E-mails and text messaging are taking a large slice out of the day, in part because they are so cheap and in part because they are so personal. “What gives” here is that less time is being spent on the telephone but by no means in equal measure.
So cheap and easy are modern communications that it is often harder to actually reach people than during the days of the dial phone.
How much time do we spend trying to get someone to return calls or even to react to E-mails (which are increasingly passé in favor of text-messages) during the day or week? After awhile one stops trying to make telephone contact because of the low probability of actually talking to the person you want to reach.
People are so overloaded that just getting them to respond to a friendly letter, call or electronic message requires many repetitions. The banality of abundance is at work here.
On the other hand, where you do get quick replies are from your “friends” with mutual gossip and personal tid-bits drive up the back and forth volume immensely. A 16 year old girl said that she sends 600 text messages a day and “would die without her cell phone.”
Still the sellers are more and more vigorously competing for a piece of the buyers’ time. Where is all this going? First the sales appeal may ostensibly be for the buyers’ time—eg. toys, DVDs—but it really is an appeal to the buyers’ hope or belief that he/she has the time sometime. That is what gives what economists call the “elasticity” to the seemingly finite twenty four hour day. Whether that time is devoted to the program or product is immaterial to the seller once the sale is made. The successful seller is happy.
But what is happening to the buyer? More stuff piles up. More sense of being time burdened when weeks and months pass without getting around to using the purchased goods or services. More susceptibility to buying the newest upgrade or version out of a sense of getting to now what they haven’t had time to get to before with the older purchase.
Moreover, as a society of buyers, we become ever more fractured audiences—especially for national television—and it is less likely that we see or react to the events of the day as a community.

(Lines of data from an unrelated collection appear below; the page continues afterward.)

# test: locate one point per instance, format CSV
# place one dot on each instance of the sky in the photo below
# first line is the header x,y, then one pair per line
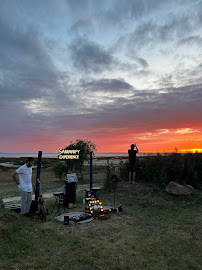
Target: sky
x,y
114,72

I was reminded of this observation recently when Washington’s current outrages of endemic wars, waste and corruption rattle the public far less than Nixon’s Watergate behavior. In 1974 after Nixon fired his Attorney General and the Special Prosecutor who were investigating his involvement in the Watergate burglary and cover-up, Tennesseans sent 40,000 telegrams to one of their Senators over three days. Members of Congress, even with the ease of E-mail and Twitter, do not get that kind of meaningful volume.
When our time feels overwhelmed and the marketers are banging on our doors for more time claims, what time is there left for necessary solitude, for family and other socializing, for kids playing outside instead of being addicted to indoor screens, even at dinner, for, excuse the words, reflection and contemplation?
It comes down to whether we have any time from our absorption into virtual reality to engage reality, including civil and political realities. A Society whose people do not show up for public meetings, hearings, protests and even local folklore events is a society that is cannibalizing its democracy, its critical sense of community purpose.
Take back some of those discretionary hours from the marketers and electronic entertainers. Devote them to shaping the future for you and your children.